Requirements of the shareholder/business owner

  • The shareholder must be non-corporate, meaning that individuals, trusts or estates meet the qualifications.
  • In certain cases, the shareholder can be a partnership or S Corporation, but other requirements must be met in those circumstances. The owners of these pass-through entities are, in fact, non-corporate shareholders, but you’ll need to check to make sure you conform with all IRS rules to meet the qualification standard.
  • A critical qualification standard is the holding period. Once qualifying stock is purchased, the shareholder must retain it for more than five years before the sale can occur. The date of issuance is considered the start date of the holding period.
  • The stock must have been obtained by the shareholder on the date of initial issuance, and it must have occurred after Aug. 10, 1993. There are exceptions to this. For example, the stock could have been obtained as a gift or inheritance from another individual who acquired the stock at initial issuance.
  • It can also be stock that was received as compensation for services provided to the corporation.
  • Note that the initial issuance date does not have to be the date on which the company was originally incorporated.

This is a broad overview of the key requirements for individuals to qualify under Section 1202. Professional expertise will be critical to help you assess whether your ownership position meets all requirements.

The difference the Section 1202 tax benefit can make

Assuming qualification requirements of Section 1202 are met, you have the opportunity to reduce your tax bill when selling shares of the company. You can exclude a maximum of the greater of $10 million or 10 times the adjusted basis of the stock.

“The savings for a business owner who is preparing to sell can be substantial. It includes the capital gains tax rate of up to 20%, plus the 3.8% Net Investment Income Tax for federal tax purposes alone, possibly more depending on the state of residence.”

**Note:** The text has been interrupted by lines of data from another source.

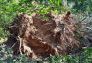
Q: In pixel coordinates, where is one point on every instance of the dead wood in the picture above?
(43, 35)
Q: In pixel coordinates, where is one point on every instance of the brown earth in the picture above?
(43, 35)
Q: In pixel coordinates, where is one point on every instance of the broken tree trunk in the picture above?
(43, 35)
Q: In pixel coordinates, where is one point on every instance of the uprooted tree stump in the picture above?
(43, 35)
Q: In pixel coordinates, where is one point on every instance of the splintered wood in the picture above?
(43, 35)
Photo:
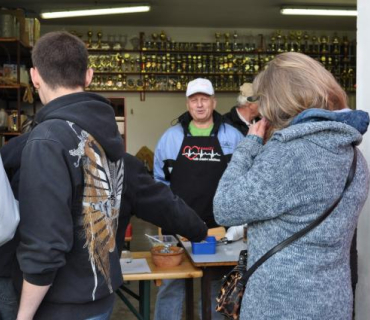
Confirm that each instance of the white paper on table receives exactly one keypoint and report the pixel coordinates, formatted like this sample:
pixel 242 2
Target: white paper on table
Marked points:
pixel 136 266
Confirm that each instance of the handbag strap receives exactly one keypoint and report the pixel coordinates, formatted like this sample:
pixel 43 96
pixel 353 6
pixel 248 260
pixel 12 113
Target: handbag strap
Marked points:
pixel 301 233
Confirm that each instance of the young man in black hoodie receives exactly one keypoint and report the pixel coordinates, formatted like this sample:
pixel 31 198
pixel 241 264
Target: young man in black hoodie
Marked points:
pixel 71 182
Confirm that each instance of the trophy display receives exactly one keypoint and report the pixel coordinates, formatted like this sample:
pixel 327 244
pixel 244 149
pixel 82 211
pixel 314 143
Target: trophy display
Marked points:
pixel 217 45
pixel 227 46
pixel 89 39
pixel 158 63
pixel 235 43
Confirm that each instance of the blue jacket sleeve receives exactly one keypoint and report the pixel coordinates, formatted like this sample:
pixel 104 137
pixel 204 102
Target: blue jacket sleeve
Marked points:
pixel 167 148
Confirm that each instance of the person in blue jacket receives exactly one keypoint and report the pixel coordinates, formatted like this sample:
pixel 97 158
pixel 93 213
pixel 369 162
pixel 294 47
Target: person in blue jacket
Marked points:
pixel 191 157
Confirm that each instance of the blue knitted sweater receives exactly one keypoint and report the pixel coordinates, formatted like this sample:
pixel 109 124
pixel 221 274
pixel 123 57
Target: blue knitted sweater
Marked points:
pixel 278 189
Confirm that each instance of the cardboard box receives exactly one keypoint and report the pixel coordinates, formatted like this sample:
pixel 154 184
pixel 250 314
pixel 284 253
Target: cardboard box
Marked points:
pixel 21 20
pixel 32 29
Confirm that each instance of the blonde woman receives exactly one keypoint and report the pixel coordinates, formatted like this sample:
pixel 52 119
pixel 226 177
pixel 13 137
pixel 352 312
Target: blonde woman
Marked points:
pixel 280 187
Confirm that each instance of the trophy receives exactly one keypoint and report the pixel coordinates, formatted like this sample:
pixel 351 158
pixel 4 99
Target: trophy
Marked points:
pixel 336 44
pixel 89 39
pixel 279 38
pixel 135 42
pixel 99 35
pixel 235 44
pixel 119 82
pixel 292 41
pixel 163 44
pixel 272 45
pixel 155 44
pixel 306 38
pixel 299 41
pixel 324 42
pixel 122 41
pixel 217 36
pixel 227 43
pixel 314 44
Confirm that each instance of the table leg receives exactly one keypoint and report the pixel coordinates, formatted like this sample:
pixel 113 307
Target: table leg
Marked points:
pixel 144 302
pixel 189 302
pixel 210 274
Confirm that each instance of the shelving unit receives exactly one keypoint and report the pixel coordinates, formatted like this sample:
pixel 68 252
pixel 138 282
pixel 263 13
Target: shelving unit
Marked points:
pixel 163 66
pixel 13 52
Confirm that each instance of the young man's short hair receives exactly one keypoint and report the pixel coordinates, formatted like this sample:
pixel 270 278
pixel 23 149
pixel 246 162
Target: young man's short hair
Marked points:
pixel 61 59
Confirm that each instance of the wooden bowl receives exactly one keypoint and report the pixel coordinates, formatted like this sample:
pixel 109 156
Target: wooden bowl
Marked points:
pixel 167 260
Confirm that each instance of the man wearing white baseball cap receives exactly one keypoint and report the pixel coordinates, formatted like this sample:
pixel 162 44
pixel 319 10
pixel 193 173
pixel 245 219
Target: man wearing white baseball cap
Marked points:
pixel 191 157
pixel 245 112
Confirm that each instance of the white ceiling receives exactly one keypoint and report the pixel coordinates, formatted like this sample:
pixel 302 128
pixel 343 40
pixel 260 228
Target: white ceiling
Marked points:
pixel 264 14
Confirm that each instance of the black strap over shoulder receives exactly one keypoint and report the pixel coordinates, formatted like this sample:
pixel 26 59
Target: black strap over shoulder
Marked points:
pixel 301 233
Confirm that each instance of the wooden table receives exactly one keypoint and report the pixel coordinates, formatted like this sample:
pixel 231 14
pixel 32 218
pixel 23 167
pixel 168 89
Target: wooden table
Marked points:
pixel 214 267
pixel 184 271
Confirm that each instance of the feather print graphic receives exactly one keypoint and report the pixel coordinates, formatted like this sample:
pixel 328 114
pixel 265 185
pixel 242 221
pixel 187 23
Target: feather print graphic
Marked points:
pixel 101 203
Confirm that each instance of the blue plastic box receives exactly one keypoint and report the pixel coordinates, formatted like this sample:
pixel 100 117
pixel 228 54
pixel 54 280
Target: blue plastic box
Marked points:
pixel 208 247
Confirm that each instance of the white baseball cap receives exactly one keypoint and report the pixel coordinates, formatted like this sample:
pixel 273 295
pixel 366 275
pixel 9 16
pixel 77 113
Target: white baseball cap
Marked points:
pixel 200 85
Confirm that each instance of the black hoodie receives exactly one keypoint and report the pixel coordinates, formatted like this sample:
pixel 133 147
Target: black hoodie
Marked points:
pixel 53 248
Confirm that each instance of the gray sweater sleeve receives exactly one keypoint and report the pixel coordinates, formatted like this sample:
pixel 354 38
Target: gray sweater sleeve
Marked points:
pixel 254 186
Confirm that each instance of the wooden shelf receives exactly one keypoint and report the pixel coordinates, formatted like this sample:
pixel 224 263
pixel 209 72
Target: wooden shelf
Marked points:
pixel 10 133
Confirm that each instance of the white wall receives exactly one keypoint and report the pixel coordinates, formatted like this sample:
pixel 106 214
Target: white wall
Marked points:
pixel 363 81
pixel 147 120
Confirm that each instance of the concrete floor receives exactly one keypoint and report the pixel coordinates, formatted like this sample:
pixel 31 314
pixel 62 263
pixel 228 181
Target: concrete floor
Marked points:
pixel 141 243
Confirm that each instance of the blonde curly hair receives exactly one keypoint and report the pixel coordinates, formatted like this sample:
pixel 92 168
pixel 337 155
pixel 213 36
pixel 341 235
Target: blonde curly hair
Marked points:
pixel 292 83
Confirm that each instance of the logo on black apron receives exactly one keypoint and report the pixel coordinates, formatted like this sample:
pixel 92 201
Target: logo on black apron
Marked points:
pixel 195 153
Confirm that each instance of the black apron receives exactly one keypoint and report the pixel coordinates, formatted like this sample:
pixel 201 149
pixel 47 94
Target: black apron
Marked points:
pixel 196 172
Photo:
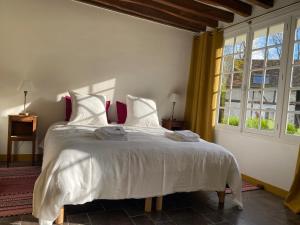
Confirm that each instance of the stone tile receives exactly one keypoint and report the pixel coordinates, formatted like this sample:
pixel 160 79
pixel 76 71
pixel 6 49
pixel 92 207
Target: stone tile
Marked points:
pixel 29 218
pixel 81 218
pixel 142 220
pixel 115 217
pixel 159 217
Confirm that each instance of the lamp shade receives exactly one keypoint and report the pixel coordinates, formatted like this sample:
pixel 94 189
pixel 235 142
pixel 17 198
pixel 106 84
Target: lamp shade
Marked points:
pixel 26 85
pixel 173 97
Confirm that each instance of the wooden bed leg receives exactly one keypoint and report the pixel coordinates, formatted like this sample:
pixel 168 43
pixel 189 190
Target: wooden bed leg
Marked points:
pixel 148 204
pixel 60 218
pixel 221 196
pixel 159 202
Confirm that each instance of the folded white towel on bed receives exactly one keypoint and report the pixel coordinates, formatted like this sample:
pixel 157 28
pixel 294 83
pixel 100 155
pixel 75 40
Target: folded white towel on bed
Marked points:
pixel 183 135
pixel 113 133
pixel 113 130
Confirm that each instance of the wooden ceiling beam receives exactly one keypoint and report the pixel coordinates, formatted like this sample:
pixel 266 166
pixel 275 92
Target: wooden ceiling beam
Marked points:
pixel 263 3
pixel 145 13
pixel 235 6
pixel 175 12
pixel 199 9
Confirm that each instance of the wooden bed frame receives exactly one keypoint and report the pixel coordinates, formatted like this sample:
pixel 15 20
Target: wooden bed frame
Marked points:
pixel 148 205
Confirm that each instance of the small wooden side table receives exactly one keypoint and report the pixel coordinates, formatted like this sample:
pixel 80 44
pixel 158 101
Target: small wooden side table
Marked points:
pixel 173 124
pixel 21 128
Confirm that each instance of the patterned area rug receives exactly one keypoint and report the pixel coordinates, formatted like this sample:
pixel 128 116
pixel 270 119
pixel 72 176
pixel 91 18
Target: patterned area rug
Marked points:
pixel 246 187
pixel 16 187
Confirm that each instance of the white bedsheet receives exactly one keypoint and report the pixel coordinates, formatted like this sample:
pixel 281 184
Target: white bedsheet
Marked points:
pixel 78 168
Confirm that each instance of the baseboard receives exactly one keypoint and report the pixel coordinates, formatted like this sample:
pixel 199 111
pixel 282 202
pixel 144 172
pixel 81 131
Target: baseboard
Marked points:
pixel 268 187
pixel 23 157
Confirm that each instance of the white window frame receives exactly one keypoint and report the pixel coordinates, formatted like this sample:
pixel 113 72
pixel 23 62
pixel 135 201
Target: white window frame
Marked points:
pixel 229 35
pixel 289 17
pixel 280 89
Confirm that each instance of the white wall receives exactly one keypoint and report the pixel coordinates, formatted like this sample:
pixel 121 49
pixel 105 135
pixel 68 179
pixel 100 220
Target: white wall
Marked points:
pixel 268 159
pixel 261 157
pixel 62 44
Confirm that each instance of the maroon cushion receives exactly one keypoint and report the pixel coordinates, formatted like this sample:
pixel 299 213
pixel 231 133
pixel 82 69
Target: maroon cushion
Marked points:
pixel 68 101
pixel 121 112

- Karen Jonas, senior vice president, managing director of CFO Services at Ascent Private Capital Management of U.S. Bank.

Here’s an example of how the exclusion works under the most favorable terms of Section 1202, when stock was initially issued after Sep. 27, 2010. If you invested $3 million when company stock was first issued on January 2, 2017 and planned to sell the stock in mid-2022, the five-year holding period requirement would be met. The stock will be sold for $25 million, resulting in a $22 million capital gain. If it’s determined that the stock meets the Section 1202 requirements, the full amount of the capital gain would be excludable from capital gains taxes and the NIIT (the gain is less than ten times the adjusted basis of the stock of $3 million). By avoiding 23.8% in taxes, you as the seller would retain the full $25 million in proceeds from the sale with no tax consequences. That represents a savings of $5,236,000 in taxes.

“If you qualify for this provision of the law when you sell company stock, it’s a real opportunity for notable tax savings,” says Jonas. She also points out that if your company stock was issued as “S Corp” stock initially, you can switch the corporate structure to a C Corporation to meet the qualifications as a stock issuer. If you switch the corporate structure, the original date of issuance still holds, so the five-year holding period requirement is not affected.

“If you’re considering completing a sale under Section 1202, you’ll want to work with your tax advisor to do a projection on what the ultimate result would be,” says Jonas. “Look at the sale price and what the gain would be versus a standard stock sale or asset sale, or other form of business transition such as gifting stock.” She notes that for some clients, completing a corporate reorganization and a stock-for-stock exchange would be a consideration.